Completar 18 anos é, formalmente, o principal rito de passagem de nossa sociedade. Legalmente, é quando assumimos a responsabilidade plena por nossos atos. É quando tudo o que foi plantado e assimilado durante a infância e a adolescência - bases e ferramentas da vida - passam, definitivamente, às nossas mãos. É quando estamos, teoricamente, livres para “voar”! A jovem acabara de completar seus 18 anos!

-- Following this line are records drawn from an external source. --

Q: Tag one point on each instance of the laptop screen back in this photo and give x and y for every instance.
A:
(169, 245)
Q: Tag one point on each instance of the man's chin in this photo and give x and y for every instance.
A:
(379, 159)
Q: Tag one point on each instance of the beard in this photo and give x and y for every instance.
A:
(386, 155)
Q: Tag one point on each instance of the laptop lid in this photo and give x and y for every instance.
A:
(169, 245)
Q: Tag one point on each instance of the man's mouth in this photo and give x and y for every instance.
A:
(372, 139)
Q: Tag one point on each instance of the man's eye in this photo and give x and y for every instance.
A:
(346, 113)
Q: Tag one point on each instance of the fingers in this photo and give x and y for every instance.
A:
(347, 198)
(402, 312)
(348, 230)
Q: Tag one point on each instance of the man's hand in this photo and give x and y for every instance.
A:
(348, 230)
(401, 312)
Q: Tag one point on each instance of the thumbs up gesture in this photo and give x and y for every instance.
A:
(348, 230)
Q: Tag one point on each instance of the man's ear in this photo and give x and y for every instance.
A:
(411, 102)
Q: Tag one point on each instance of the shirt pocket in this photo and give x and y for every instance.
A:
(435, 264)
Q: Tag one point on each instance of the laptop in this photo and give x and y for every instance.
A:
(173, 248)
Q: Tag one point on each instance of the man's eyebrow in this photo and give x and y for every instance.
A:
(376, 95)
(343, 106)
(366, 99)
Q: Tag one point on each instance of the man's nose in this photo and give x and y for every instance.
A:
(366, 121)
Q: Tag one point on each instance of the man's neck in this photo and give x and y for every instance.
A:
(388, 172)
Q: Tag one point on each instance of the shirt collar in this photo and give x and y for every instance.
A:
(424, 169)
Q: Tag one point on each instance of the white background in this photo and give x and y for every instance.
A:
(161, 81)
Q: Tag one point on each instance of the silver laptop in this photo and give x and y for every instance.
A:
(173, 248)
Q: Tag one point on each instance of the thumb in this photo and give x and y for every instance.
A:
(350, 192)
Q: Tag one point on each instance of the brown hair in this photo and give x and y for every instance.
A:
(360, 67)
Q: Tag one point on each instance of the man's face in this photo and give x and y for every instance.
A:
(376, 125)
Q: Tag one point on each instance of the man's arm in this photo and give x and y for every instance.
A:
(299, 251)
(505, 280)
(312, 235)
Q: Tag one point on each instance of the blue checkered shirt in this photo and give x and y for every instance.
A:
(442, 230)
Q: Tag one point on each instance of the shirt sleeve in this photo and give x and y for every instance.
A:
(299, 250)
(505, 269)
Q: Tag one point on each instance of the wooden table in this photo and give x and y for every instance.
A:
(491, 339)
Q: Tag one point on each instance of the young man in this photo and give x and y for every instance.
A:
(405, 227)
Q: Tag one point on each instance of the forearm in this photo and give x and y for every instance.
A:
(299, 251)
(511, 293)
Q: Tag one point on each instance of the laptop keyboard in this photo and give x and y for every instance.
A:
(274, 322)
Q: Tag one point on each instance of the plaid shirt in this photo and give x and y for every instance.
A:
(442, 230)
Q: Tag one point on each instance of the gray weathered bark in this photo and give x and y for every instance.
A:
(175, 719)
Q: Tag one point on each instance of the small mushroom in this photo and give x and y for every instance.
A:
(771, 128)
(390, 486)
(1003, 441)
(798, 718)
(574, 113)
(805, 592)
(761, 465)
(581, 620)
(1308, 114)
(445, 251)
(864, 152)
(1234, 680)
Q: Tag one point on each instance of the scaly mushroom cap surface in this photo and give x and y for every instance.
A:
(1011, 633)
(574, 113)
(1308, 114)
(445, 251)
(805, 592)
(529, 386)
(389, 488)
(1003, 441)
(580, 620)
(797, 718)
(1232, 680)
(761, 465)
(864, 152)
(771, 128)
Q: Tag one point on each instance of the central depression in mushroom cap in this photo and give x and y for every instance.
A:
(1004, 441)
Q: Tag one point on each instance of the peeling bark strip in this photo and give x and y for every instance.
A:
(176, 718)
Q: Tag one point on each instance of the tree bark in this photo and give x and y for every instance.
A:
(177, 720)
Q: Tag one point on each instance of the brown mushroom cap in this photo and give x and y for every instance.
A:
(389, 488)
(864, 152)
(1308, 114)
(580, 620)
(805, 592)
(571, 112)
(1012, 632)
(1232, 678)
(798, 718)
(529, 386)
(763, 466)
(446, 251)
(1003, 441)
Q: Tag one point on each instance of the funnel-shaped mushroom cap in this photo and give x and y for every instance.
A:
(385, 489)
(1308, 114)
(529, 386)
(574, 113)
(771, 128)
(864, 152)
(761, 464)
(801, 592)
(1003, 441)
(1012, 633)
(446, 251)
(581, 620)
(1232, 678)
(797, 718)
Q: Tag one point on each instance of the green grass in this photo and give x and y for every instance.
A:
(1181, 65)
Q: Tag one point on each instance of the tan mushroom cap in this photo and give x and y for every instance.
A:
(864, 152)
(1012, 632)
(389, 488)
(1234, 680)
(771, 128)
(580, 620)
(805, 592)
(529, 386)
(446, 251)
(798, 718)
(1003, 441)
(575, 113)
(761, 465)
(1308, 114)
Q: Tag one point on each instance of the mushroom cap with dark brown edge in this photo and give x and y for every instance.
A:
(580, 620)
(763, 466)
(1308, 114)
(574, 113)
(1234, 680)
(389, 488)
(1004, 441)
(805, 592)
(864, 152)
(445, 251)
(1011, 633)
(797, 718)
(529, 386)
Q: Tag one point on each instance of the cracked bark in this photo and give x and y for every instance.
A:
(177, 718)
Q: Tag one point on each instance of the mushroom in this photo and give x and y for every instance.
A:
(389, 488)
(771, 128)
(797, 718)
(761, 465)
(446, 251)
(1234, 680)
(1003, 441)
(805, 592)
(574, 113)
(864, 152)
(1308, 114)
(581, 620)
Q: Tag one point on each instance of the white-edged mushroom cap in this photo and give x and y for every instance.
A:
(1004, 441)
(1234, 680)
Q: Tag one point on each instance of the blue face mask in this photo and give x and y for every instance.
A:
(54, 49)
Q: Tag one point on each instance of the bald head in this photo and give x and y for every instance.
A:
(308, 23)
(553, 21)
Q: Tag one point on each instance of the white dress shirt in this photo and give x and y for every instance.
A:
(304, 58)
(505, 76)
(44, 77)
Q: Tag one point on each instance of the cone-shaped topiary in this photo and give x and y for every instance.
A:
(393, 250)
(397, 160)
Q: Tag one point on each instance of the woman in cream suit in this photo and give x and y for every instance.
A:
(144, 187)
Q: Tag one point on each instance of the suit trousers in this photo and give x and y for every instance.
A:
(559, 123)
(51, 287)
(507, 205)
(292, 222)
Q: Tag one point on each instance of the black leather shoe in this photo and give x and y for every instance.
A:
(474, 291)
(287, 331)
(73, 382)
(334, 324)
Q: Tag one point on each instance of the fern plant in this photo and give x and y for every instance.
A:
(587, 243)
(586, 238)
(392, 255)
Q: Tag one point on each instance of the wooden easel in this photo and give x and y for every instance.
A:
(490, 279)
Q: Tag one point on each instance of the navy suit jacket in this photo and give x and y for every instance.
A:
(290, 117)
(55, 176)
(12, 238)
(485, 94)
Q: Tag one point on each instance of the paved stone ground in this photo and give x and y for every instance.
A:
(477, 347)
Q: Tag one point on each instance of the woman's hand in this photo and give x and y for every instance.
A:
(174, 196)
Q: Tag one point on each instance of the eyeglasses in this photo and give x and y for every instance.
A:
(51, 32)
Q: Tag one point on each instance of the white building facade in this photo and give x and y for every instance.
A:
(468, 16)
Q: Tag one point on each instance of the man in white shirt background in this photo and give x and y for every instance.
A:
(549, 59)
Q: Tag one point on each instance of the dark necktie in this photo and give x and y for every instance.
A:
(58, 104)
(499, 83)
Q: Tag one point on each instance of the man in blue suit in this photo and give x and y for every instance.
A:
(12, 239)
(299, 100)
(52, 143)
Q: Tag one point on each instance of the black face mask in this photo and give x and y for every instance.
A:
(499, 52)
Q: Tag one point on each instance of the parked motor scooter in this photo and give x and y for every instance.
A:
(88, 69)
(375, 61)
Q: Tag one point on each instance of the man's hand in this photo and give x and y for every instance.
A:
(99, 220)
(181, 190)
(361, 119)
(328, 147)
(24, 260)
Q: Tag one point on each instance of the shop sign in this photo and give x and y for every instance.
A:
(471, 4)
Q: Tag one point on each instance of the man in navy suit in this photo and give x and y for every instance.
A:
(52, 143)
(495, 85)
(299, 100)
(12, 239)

Seria seu momento de auto-afirmação, de busca de caminhos próprios, de alçar vôo em busca de seus sonhos! Mas, desde cedo, seu círculo de amizades lhe apresentou o universo das drogas... Quando notaram, ela já estava sonhando com a próxima dose, e não com o futuro. Dizem que ela iniciou essa viagem como forma de, primeiro, chamar a atenção dos pais; depois, para atingi-los. Desculpas e motivos nunca faltam... Rapidamente, como uma bola de neve descendo uma encosta, a dependência química tomou posse de seu corpo e mente! As discussões familiares multiplicaram-se e ficaram intoleráveis. Faltou diálogo? Faltou amor?
Além dos diretamente envolvidos, dificilmente alguém poderá dizer como uma pessoa, que, aparentemente, tem tudo, pode sentir tanto vazio a ponto de deixar o vício e a alienação entrarem em sua vida, e aceitá-los como “muletas” para o que não pode, ou não quer, enfrentar. Assim, o imponderável assumiu o controle. Previsível era, somente, a próxima afronta... E ela veio sob a forma de gravidez na adolescência, logo perdida. Subitamente, houve um período de aparente tranqüilidade, como se as nuvens daquela tormenta dessem lugar a um céu de esperança. Seria a bonança ou só o olho do furacão?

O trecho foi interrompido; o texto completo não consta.